Elle a écrit sur son premier jour d'école maternelle, sur le fait de devenir un nid vide, sur la collecte de vieux chiffons de nettoyage. Son premier voyage en Israël et un passage au comptoir des cosmétiques. Ce qu'elle a offert à ses petits-enfants à la place de Hanoukka, c'est l'achat du dernier canapé de sa mère de 97 ans et le groupe de lecture qui s'est réuni religieusement pendant 50 ans.
Elle avait des tonnes de lecteurs dévoués, qui jaillissaient lorsqu'ils la rencontraient au supermarché ou à la bibliothèque et appelaient la maison avec une idée d'histoire ou un commentaire. Elle a répondu à tous les courriers des fans.
« Dans un reportage, elle a toujours trouvé le côté humain », a déclaré Amy, « et dans ses chroniques, c'était cette synergie vraiment étonnante de spécificité et d'universalité. »
« Si elle écrivait sur le gars qui a réalisé les décors de Un violon sur le toit« , a ajouté Nancy, » Il ne s'agirait pas du décor; il s'agirait du fait que pendant qu'il réalisait les décors, sa mère mourait d'un cancer.
Les sœurs ont décrit la voix de Sal comme un mélange d'Erma Bombeck et de Judith Viorst avec une touche d'Anna Quindlen – tous des écrivains qu'elle avait admirés et dévorés.
« Sa sauce spéciale, c'était quand elle était très émouvante et très drôle », a déclaré Amy. «Je ne pense pas qu'être mère lui suffisait. Cela lui a permis d’être une personne à part entière.
«Nous déplacions simplement la machine à écrire à l'heure du dîner. Son écriture était littéralement au centre de notre vie de famille, et notre vie de famille était au centre de son écriture.
Jill Friedman
Lors de la shiva de Sal, les sœurs ont demandé à notre rabbin et chantre de mélanger des chansons de John Denver dans la liturgie – Sal aimait John Denver, et longtemps après avoir perdu ses paroles, elle répondait aux siennes. Alors que nous chantions ensemble « Take Me Home, Country Roads », « Sunshine on my Shoulders » et « Leaving on a Jet Plane », mais aussi les paroles du Shema, d'Aleinu et du Kaddish, ma propre fille adolescente m'a chuchoté : « Ceci voilà à quoi ressemble la communauté.
Hannah, la petite-fille aînée de Sal, a lu l'article sur l'attente pendant une tempête pour s'assurer que l'adolescente Amy rentre chez elle saine et sauve.

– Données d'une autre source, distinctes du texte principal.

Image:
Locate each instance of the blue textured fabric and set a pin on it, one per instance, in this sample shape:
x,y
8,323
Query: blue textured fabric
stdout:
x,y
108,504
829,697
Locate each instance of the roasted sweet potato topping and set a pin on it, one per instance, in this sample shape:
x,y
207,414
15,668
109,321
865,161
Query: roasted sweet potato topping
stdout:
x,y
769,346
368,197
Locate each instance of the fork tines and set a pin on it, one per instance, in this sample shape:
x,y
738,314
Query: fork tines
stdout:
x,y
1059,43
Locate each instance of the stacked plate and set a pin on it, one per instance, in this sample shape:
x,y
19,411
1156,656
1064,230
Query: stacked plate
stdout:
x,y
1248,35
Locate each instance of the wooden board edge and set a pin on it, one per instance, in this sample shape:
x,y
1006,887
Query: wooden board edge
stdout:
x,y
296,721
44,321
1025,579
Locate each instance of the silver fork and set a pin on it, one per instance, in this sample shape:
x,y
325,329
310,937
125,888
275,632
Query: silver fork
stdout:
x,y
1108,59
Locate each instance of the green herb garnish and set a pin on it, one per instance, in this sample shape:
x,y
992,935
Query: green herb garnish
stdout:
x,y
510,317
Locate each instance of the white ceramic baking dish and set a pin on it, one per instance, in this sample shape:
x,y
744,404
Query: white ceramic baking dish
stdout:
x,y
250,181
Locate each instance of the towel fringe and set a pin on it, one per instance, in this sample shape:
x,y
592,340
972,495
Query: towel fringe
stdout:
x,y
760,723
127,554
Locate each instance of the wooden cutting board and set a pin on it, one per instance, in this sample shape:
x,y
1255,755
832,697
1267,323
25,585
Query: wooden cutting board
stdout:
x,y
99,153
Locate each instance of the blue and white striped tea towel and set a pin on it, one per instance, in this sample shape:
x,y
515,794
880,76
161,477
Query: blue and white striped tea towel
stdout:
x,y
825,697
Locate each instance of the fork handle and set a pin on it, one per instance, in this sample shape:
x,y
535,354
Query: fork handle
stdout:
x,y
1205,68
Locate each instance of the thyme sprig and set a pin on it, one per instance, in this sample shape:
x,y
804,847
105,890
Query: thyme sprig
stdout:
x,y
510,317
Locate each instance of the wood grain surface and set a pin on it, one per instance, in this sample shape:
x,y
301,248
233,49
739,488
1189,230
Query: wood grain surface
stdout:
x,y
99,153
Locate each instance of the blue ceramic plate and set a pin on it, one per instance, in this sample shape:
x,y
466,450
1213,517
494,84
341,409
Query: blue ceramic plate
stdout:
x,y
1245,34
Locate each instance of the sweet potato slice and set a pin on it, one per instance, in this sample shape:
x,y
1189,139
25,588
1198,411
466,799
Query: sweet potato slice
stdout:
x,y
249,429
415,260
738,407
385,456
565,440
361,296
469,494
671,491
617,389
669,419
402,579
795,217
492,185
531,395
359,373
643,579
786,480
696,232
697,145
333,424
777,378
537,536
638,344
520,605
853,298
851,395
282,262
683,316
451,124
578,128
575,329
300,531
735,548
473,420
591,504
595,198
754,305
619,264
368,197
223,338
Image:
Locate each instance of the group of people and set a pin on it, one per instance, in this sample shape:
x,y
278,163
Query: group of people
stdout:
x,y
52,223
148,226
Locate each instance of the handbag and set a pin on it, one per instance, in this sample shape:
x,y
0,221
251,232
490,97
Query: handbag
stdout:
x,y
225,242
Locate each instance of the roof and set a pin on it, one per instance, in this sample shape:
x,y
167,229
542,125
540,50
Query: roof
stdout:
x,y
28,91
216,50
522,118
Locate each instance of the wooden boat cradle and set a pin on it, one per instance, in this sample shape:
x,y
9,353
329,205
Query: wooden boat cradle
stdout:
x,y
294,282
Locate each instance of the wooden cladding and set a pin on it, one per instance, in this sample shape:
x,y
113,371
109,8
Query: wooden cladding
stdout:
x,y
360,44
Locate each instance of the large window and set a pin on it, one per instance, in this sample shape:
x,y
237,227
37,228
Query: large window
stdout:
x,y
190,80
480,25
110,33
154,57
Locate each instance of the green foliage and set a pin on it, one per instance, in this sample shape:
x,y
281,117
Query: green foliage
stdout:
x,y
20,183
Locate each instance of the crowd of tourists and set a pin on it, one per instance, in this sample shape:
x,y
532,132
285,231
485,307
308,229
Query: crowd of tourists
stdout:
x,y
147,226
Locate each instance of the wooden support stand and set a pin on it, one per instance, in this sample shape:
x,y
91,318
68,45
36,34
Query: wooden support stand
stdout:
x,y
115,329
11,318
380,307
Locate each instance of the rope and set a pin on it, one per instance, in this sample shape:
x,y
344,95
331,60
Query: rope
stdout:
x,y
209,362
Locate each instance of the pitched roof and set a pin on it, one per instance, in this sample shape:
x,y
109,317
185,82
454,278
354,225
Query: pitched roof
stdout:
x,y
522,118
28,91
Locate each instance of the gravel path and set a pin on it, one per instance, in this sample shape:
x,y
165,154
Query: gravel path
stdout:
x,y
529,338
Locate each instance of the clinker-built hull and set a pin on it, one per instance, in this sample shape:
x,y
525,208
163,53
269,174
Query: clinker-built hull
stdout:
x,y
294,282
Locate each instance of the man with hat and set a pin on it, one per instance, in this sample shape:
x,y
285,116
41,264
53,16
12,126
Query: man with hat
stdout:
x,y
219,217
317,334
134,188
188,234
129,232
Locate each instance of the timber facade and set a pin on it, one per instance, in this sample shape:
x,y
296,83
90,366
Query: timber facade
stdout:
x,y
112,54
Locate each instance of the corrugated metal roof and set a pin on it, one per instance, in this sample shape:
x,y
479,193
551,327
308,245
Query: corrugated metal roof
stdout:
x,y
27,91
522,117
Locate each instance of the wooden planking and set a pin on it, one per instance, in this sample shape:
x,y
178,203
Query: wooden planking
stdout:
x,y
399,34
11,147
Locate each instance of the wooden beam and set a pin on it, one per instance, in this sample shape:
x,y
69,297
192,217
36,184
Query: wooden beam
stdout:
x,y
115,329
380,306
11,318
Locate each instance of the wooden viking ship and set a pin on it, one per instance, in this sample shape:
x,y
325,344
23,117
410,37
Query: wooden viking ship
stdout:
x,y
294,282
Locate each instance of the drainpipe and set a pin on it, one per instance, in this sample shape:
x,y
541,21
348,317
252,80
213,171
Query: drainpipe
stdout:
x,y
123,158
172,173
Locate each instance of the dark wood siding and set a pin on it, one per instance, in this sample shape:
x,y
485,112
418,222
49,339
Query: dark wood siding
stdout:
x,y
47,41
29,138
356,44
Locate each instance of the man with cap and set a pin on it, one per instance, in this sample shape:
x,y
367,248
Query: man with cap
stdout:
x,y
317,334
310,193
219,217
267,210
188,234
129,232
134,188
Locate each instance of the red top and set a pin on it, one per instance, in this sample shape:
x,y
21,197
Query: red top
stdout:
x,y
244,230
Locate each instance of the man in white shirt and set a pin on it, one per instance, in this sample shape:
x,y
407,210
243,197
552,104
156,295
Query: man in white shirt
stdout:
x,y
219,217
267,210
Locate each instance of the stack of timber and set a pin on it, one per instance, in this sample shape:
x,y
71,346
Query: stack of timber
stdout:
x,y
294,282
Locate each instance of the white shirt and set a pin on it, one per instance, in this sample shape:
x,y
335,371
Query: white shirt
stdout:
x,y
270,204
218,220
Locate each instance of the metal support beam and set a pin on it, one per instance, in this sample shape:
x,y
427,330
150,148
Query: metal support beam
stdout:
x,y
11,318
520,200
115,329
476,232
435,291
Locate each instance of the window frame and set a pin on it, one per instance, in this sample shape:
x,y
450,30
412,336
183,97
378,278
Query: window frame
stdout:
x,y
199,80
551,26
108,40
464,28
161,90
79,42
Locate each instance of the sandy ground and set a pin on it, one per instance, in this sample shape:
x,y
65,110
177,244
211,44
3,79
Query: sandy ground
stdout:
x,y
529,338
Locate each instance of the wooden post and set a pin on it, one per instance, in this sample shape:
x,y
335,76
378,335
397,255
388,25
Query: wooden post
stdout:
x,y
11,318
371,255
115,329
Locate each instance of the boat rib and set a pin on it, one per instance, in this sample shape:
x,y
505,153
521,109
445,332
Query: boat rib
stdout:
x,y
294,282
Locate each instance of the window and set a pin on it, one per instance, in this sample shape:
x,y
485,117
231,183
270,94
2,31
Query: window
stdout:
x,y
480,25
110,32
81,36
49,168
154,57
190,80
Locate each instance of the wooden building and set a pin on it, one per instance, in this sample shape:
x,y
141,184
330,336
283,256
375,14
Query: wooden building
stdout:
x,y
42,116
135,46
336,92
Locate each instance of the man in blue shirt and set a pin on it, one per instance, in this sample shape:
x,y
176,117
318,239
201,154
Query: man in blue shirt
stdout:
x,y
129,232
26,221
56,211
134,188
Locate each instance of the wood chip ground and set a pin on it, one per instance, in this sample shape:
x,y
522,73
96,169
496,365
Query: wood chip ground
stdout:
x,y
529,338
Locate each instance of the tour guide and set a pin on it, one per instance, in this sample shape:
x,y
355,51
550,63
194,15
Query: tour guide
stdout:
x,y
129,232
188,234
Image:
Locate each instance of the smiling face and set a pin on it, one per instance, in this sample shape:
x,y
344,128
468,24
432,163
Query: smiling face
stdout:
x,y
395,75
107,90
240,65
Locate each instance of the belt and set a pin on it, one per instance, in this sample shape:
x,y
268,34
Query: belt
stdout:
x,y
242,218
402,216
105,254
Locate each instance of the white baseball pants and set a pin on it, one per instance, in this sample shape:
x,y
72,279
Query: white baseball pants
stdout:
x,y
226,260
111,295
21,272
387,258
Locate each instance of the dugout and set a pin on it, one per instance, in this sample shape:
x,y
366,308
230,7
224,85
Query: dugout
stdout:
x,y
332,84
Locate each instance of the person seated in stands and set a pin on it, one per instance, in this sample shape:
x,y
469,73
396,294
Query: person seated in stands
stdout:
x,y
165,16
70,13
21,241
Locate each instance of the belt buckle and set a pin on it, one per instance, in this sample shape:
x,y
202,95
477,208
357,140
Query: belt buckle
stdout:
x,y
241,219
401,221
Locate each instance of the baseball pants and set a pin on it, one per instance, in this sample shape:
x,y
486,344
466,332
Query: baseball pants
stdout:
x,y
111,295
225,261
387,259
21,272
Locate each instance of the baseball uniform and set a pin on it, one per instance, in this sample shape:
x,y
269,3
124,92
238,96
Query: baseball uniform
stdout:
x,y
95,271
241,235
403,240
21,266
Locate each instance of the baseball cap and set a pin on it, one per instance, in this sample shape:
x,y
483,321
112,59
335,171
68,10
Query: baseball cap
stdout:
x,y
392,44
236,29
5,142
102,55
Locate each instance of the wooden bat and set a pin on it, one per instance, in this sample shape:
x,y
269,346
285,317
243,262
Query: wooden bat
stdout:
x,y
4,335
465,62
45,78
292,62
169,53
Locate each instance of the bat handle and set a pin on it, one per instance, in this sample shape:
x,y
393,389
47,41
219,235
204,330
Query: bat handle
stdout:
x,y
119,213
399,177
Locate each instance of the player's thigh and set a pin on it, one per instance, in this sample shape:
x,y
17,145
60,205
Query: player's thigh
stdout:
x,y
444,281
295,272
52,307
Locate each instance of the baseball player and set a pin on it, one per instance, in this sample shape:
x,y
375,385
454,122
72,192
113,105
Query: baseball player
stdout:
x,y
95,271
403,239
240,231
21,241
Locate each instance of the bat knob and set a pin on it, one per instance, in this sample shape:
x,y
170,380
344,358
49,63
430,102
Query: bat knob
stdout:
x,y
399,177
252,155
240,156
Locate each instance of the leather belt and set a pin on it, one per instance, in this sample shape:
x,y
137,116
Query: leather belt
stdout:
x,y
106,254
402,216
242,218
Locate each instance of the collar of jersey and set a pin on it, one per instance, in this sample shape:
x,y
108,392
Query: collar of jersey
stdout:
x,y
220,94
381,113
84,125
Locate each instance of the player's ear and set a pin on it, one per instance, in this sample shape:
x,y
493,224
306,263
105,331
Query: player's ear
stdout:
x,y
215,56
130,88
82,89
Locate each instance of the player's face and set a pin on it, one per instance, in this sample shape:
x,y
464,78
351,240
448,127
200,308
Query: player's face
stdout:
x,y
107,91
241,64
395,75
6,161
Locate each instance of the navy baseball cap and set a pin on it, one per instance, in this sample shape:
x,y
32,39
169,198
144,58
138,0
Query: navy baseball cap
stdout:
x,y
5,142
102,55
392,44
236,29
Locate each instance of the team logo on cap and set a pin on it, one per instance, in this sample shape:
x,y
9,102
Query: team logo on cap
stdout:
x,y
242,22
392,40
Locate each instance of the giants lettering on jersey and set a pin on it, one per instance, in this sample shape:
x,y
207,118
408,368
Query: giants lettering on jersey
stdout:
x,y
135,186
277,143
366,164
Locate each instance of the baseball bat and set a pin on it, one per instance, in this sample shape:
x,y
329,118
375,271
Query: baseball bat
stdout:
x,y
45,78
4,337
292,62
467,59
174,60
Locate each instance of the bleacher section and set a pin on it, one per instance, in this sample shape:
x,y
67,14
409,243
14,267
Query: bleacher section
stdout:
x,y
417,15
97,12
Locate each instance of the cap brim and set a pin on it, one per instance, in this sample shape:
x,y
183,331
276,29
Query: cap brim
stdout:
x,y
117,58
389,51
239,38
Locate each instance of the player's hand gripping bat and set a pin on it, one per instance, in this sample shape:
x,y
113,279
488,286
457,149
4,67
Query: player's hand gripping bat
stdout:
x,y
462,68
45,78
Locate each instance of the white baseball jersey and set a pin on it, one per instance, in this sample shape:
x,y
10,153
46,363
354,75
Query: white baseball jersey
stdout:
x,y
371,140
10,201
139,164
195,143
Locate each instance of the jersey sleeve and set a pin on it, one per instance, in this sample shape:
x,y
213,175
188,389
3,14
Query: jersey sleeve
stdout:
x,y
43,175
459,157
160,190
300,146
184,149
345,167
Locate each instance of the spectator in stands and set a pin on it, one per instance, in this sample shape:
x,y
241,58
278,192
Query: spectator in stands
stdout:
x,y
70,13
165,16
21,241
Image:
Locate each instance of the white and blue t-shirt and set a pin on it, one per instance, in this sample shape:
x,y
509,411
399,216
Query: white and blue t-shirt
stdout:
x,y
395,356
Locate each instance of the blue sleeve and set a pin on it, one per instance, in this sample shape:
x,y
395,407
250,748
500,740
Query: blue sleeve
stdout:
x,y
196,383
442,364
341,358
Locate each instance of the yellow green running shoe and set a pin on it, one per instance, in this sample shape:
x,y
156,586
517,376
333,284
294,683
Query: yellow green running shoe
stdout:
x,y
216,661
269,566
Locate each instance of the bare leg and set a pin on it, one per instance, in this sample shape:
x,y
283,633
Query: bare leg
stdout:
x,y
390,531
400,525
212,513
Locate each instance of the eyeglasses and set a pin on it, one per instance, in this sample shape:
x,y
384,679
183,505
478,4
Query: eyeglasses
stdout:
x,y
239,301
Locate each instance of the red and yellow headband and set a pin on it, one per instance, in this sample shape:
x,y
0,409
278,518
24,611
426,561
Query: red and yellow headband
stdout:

«Je les aime férocement, si férocement que ça m'assomme, comme on dit», avait-elle écrit il y a toutes ces années sur ce que je ressens exactement en ce moment. « Il m'est également arrivé d'entendre la voix d'un étranger leur crier dessus, violant tous les principes de maternité parfaite et de contrôle calme. Je frémis quand je reconnais cette voix comme la mienne.
Soudain, au moment où Erma Bombeck l'aurait apprécié, Hannah fut interrompue par la sonnerie d'un téléphone portable. Il appartenait à Alan Rockoff, 92 ans, qui faisait partie de la fraternité juive Zeta Beta Tau avec Vic à l'Université Rutgers dans les années 1950. La sonnerie était forte et chantante, et annonçait le nom de l'appelant, « Marty Friedman ».
Rockoff l'a ignoré. Mais l’appelant n’arrêtait pas de rappeler, faisant éclater de rire la salle bondée. Finalement, Rockoff décrocha et aboya : « Je ne peux pas parler pour le moment ; J'écoute Sally.
Hannah a repris la lecture de la chronique : « Je sais que plus je serre fort, plus ils se retireront fort. »
Le frère ZBT de Vic et ami de Sal depuis 70 ans a gentiment demandé : « Pouvez-vous revenir en arrière d'un paragraphe ?
Elle l’a fait, et nous étions tous heureux d’entendre à nouveau les sages paroles de Sal.